7.戦闘②
昼に差しかかるころ、街でゴブリンを売ってから、レオスが言った。
「そろそろ貯金もできたし、ロスカもそれなりに戦えるようになってきた。これからベザクへ向かおうぜ」
――ついに来た。
この街を出発する。
ロスカの心に、不安の影が下りた。
あくまでこれは、レオスをベザクに送り届ける旅だ。
勇者の落としものを集めに行く旅ではない。
いつかレオスの言っていた裁きが下るのではないか。
そもそも、魔物を単体で撃破はできるようになった。
それも弱い魔物だからだ。
もっと強い魔物が現れたら?
魔物の群れに出会ったら――
「大丈夫。いざというときは、俺が守る。それに、お前は勘がいい。
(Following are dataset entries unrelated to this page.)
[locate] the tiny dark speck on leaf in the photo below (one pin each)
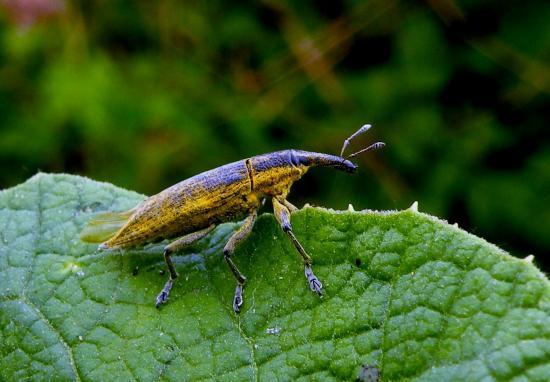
(368, 374)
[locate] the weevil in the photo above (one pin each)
(189, 210)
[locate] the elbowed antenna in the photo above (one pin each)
(362, 129)
(374, 146)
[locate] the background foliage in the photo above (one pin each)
(144, 94)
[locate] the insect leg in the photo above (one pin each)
(228, 250)
(291, 207)
(168, 251)
(283, 217)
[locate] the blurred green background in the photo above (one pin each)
(143, 94)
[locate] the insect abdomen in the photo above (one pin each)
(214, 196)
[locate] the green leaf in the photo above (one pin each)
(407, 296)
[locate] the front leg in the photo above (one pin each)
(175, 246)
(282, 214)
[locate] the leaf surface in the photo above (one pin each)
(407, 296)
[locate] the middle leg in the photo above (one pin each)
(282, 214)
(228, 250)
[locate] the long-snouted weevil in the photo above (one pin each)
(189, 210)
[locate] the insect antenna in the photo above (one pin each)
(361, 130)
(374, 146)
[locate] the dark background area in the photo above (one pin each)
(145, 94)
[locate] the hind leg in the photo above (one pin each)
(175, 246)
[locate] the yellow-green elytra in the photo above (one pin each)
(189, 210)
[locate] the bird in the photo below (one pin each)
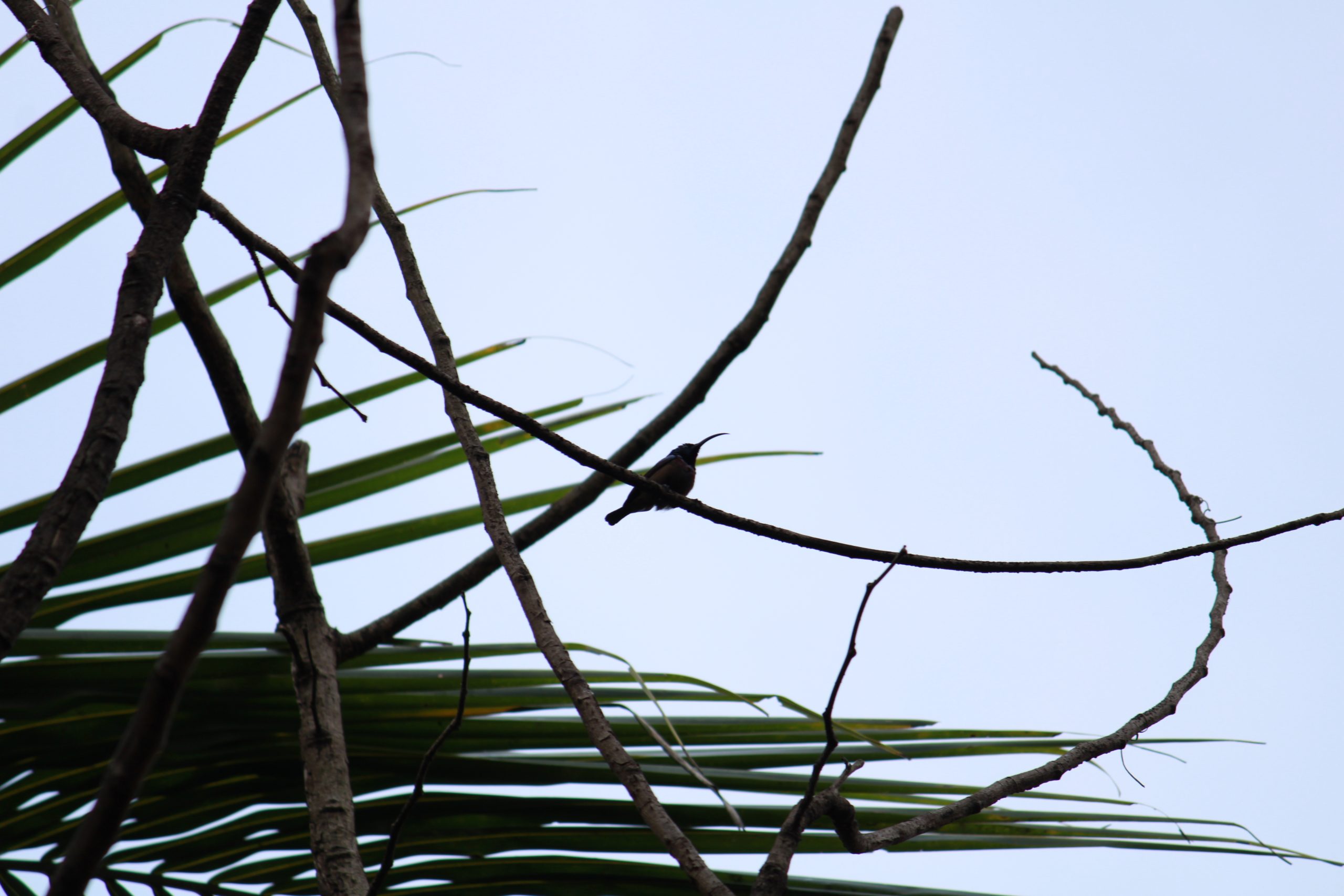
(676, 472)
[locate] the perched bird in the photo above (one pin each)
(676, 472)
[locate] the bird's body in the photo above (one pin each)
(675, 472)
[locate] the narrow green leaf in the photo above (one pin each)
(80, 361)
(45, 248)
(195, 529)
(49, 123)
(58, 610)
(156, 468)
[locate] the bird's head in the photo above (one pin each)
(691, 450)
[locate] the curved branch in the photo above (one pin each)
(830, 803)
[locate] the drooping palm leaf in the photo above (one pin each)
(66, 695)
(156, 468)
(59, 609)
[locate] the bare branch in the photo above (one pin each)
(87, 88)
(71, 505)
(395, 830)
(842, 812)
(318, 368)
(475, 573)
(148, 729)
(774, 873)
(695, 392)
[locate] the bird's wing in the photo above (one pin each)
(660, 467)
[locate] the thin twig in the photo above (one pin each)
(270, 300)
(395, 830)
(835, 690)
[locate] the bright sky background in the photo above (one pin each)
(1148, 195)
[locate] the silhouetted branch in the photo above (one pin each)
(71, 505)
(774, 873)
(148, 727)
(842, 813)
(270, 300)
(395, 830)
(474, 573)
(89, 89)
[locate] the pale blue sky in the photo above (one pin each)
(1150, 195)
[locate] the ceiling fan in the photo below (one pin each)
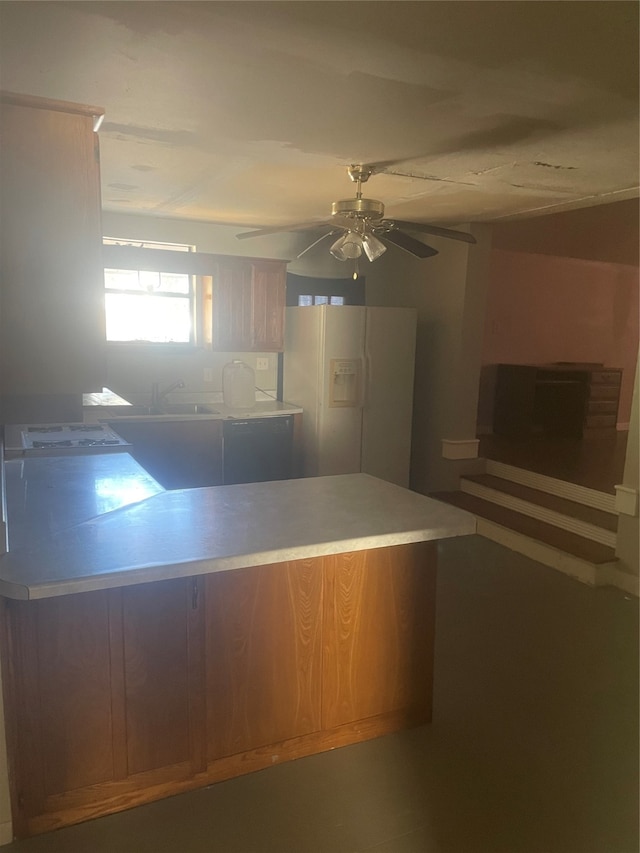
(363, 228)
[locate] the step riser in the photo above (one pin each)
(574, 567)
(564, 522)
(560, 488)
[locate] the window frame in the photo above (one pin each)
(193, 297)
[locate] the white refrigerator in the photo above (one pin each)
(351, 370)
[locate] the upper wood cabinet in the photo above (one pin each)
(51, 273)
(248, 305)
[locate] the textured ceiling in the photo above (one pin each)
(248, 113)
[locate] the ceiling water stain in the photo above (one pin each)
(552, 165)
(125, 187)
(155, 134)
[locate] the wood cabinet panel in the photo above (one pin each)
(178, 454)
(52, 334)
(378, 626)
(156, 674)
(120, 697)
(63, 695)
(248, 299)
(263, 650)
(231, 327)
(269, 284)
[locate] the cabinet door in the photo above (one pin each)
(248, 305)
(231, 327)
(263, 655)
(104, 698)
(378, 628)
(52, 331)
(162, 677)
(268, 295)
(178, 454)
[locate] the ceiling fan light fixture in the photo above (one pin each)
(373, 247)
(348, 246)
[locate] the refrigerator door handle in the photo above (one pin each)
(366, 380)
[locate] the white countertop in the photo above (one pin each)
(108, 406)
(195, 531)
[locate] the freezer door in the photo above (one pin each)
(390, 350)
(340, 426)
(316, 336)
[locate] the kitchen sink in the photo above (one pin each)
(166, 409)
(187, 409)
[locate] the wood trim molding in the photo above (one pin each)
(167, 260)
(35, 102)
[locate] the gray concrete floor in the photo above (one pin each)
(533, 746)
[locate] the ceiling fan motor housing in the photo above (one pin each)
(358, 208)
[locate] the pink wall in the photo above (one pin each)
(542, 308)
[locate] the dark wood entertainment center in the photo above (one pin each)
(557, 399)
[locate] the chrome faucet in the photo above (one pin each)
(157, 396)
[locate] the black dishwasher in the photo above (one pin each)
(257, 449)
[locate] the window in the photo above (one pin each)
(149, 307)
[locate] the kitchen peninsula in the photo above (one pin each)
(155, 641)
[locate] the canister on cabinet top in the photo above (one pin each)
(238, 385)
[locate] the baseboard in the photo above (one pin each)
(610, 575)
(461, 449)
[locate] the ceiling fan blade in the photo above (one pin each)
(429, 178)
(277, 229)
(435, 230)
(409, 244)
(319, 240)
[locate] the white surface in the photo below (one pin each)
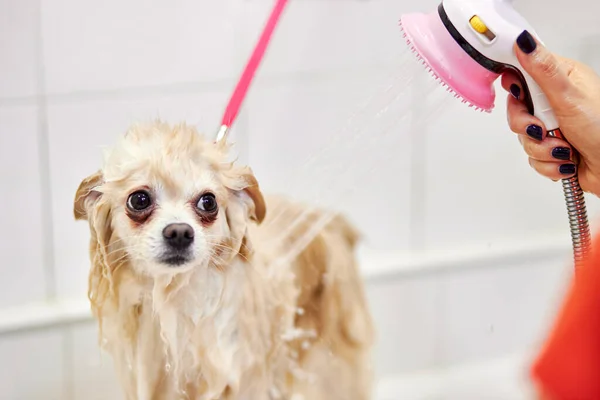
(33, 367)
(470, 246)
(22, 265)
(18, 47)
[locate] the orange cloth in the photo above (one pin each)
(568, 368)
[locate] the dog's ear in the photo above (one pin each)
(242, 182)
(258, 210)
(87, 195)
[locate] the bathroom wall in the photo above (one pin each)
(466, 249)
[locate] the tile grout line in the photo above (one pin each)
(192, 87)
(44, 164)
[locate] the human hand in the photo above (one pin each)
(573, 90)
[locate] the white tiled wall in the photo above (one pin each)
(339, 114)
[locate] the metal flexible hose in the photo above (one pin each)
(578, 219)
(581, 237)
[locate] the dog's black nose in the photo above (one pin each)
(178, 236)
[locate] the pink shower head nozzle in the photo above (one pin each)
(448, 62)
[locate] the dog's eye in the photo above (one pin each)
(207, 203)
(139, 201)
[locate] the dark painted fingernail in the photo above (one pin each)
(515, 90)
(535, 132)
(567, 169)
(526, 42)
(561, 153)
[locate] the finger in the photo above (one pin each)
(521, 122)
(549, 150)
(543, 66)
(512, 84)
(552, 170)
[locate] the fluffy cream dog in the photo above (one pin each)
(199, 295)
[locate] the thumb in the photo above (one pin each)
(543, 66)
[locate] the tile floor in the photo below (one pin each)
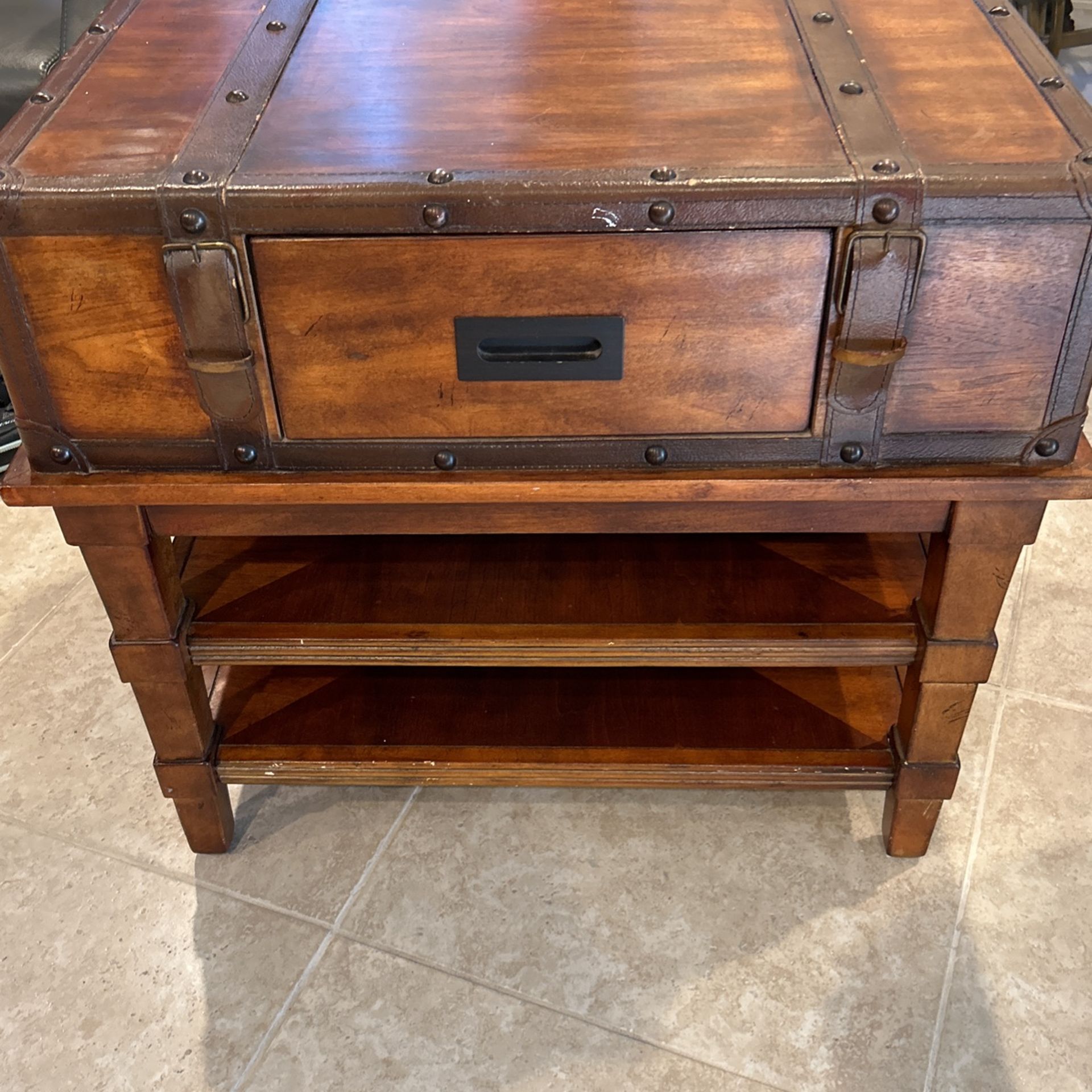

きっと致命傷はもらわないはずだ」
ロスカの不安を見透かしたように、レオスが言った。
勘がいいとは、初めての戦闘のあとに言われたことだった。
相手はゴブリンだったが、どう攻撃していいかわからず、にらみ合いが続いた。
だが相手のゴブリンも痺れをきらして、襲いかかる。
なんとか剣で攻撃を防ぐ。
何度かのやりとりのあと、ゴブリンはフェイントを入れてきた。
剣で攻撃を受けた後に、蹴りを入れてきたのだ。
だが、ロスカは最初に剣で攻撃を受けた時点で、先ほどまでの攻撃となにか違うと感じていた。
そのため、その蹴りを避けることができた。
攻撃を外したゴブリンは、そのままバランスを崩す。
その隙を逃さずに、ロスカは渾身の一撃をたたき込んだ。
その戦いを見ていたレオスの言葉だった。
ロスカにもその実感はある。
なんとなく、これは危険だと本能が訴えかけてくる。
レオスは、今までの経験のおかげで死なないための行動を一瞬のうちに判断できるのだろうと言っていた。――村での経験が決して無駄ではなかった。
「わかった。早くレオスをベザクに届けないとね」
ロスカは改めて、決意を固めた。
荷物を準備してから、二人は街を出た。日差しも出て、ほどよいそよ風も吹く。まさしく旅日和だった。
「ベザクまで歩いたら結構かかるんだよね?」
「そうだな。途中、剣の修行時間をとることを考えると、半年くらいはかかるだろうな」
少なくとも半年は、生きていなければいけない。
いつもレオスに聞かれるまだ死にたいかどうかという質問。
ロスカには、まだ答えられないというのが正解だった。
まだ、死にたいという気持ちもある。
でも、今の生活が楽しい。
美味しいものを食べて、レオスと他愛のない話をする。
これが続くのなら、生きていくのも悪くない。
だけど、レオスがいなくなってしまったら、同じように生きていけるとは思えない。
ロスカは頭を振って、考えを頭から追い出した。
今は旅に集中しよう。
いつ魔物が襲ってくるとも限らない。
慣れた森を抜け、大草原を歩く。
レオスはよく冗談を言って、ロスカを笑わせた。
「今日はここまでにしょう」
レオスが言った。
今日は、街で買ったやわらかいパンに、牛の肉を挟んだサンドイッチを食べて、焚火のそばで眠った。
歩いた疲れからか、よく眠れた。
翌朝、レオスから言いつけられている素振りを行ってから、また出発した。
大草原を抜けると、また森があった。
「ロスカ、ここの森で出てくる魔物は今までのような弱い魔物だけじゃねぇ。気ぃ抜くなよ」
「わかった……」
レオスはそう言うが、ロスカには何となく危機感がなかった。
かつて村で魔物に襲われかけているときには恐怖を感じたが、今は全くその感情はない。
――結局、まだ死にたいってことなのかもしれない。
ロスカは、臆することなく前に進んだ。
その時、絶叫がこだました。男の声だ。
見ると、馬車が見える。
馬車の御者が叫んだようだ。
魔物が馬車を取り囲んでいる。
今までのようなゴブリンではない。それは、オークだった。
「……おい、ロスカ!」
ロスカは矢のように駆け出した。馬車の方へ。
「おい、ロスカまて!」
レオスの制止も聞かずに、馬車の元へとたどり着く。
――どうして走っているのだろう。
ロスカは、無意識で走っていた。
走らなければならないと感じた。
出発の前の不安な気持ちは、どこかに消え失せていた。
オークたちの目線が、一斉にロスカに集まる。
オークの数は、全部で五体。
全員、槍や棍棒、大剣などの武器を持っている。
「おい! 危ないぞ! 早く逃げなさい!」
馬車の中に逃げ込んだ御者が言う。
ロスカの姿を見て、子供なので危ないと判断したのだろう。
ロスカの胸元で、レオスがため息をついた。